There are two main types of above-knee prostheses: (1) the prosthesis held on by means of a belt around the pelvis or suspended from the shoulder by straps and (2) the prosthesis kept in contact with the leg stump by suction, the belt and shoulder straps being eliminated.
The more complicated prosthesis used in cases of amputation through the hip joint or half of the pelvis usually consists of a plastic socket, in which the person virtually sits; a mechanical hip joint of metal; and a leather, plastic, or wooden thigh piece with the mechanical knee, shin portion, and foot. A great advance in fabrication of functional upper-extremity prostheses followed World War II. Arm prostheses came to be made of plastic, frequently reinforced with glass fibres.

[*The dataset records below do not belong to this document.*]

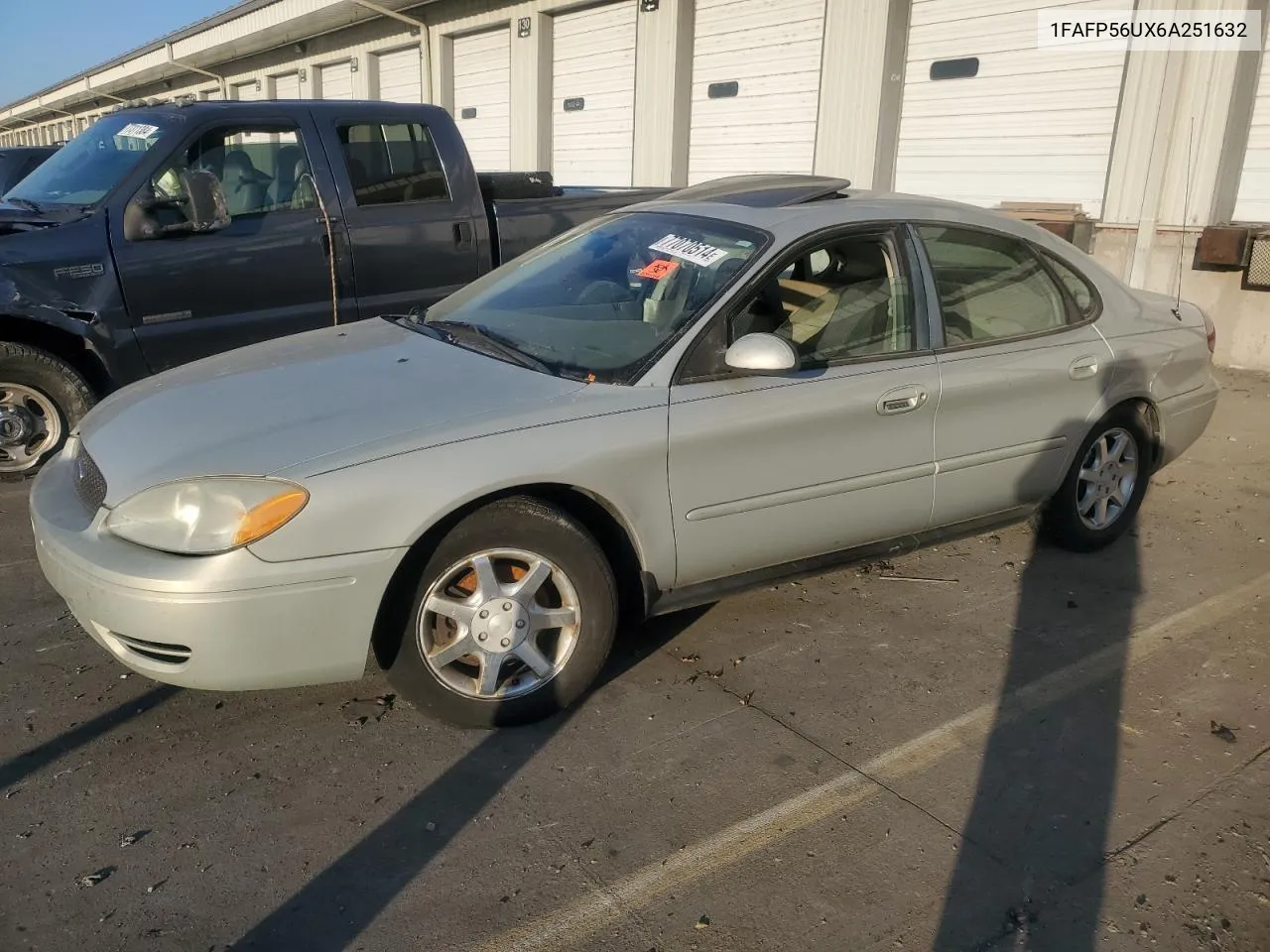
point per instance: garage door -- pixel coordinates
(756, 86)
(335, 81)
(988, 117)
(286, 86)
(1254, 200)
(483, 93)
(400, 76)
(593, 95)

The below-elbow prosthesis consists of a single plastic shell and a metal wrist joint to which is attached a terminal device, either a hook or a hand. The person wears a shoulder harness made of webbing, from which a steel cable extends to the terminal device. When the person shrugs the shoulder, thus tightening the cable, the terminal device opens and closes. In certain cases the biceps muscle may be attached to the prosthesis by a surgical operation known as cineplasty. This procedure makes it possible to dispense with the shoulder harness and allows finer control of the terminal device. The above-elbow prosthesis has, in addition to the forearm shell, an upper-arm plastic shell and a mechanical, locking elbow joint. This complicates its use, inasmuch as there must be one cable control for the terminal device and another control to lock and unlock the elbow. The most complicated upper-extremity prosthesis, that used in cases of amputation through the shoulder, includes a plastic shoulder cap extending over the chest and back. Usually no shoulder rotation is possible, but the mechanical elbow and terminal device function as in other arm prostheses.

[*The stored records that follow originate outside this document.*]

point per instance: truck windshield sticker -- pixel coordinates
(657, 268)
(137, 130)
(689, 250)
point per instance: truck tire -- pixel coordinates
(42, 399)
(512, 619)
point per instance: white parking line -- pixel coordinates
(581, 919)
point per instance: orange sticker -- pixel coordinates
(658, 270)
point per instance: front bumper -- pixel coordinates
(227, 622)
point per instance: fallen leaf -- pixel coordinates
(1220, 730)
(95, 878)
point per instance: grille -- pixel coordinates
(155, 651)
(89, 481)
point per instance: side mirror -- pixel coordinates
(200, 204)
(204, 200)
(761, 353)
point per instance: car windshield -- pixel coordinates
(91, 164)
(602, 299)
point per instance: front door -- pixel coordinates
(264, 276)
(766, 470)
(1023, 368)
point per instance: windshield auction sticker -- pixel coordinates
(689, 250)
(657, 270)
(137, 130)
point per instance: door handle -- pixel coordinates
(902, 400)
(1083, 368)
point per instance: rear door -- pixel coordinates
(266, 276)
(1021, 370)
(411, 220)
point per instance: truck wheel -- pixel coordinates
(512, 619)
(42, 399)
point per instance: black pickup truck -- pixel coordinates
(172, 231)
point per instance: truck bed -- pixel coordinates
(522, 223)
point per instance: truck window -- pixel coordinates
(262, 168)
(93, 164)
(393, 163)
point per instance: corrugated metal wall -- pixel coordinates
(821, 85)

A metal hook that opens and closes as two fingers is the most commonly used terminal device and the most efficient. After World War II the APRL hand (from U.S. Army Prosthetic Research Laboratory) was developed. This is a metal mechanical hand covered by a rubber glove of a colour similar to that of the patient’s remaining hand. Many attempts have been made to use electrical energy as the source of hook or hand control. This is done primarily by building into the arm prosthesis electrodes that are activated by the patient’s own muscle contractions. The electric current generated by these muscle contractions is then amplified by means of electrical components and batteries to control the terminal device. Such an arrangement is referred to as a myoelectrical control system.
Breast prostheses are used after mastectomy. External prostheses may be worn, but surgical reconstruction of the breast, involving implantation of a prosthesis, became increasingly common from the 1970s.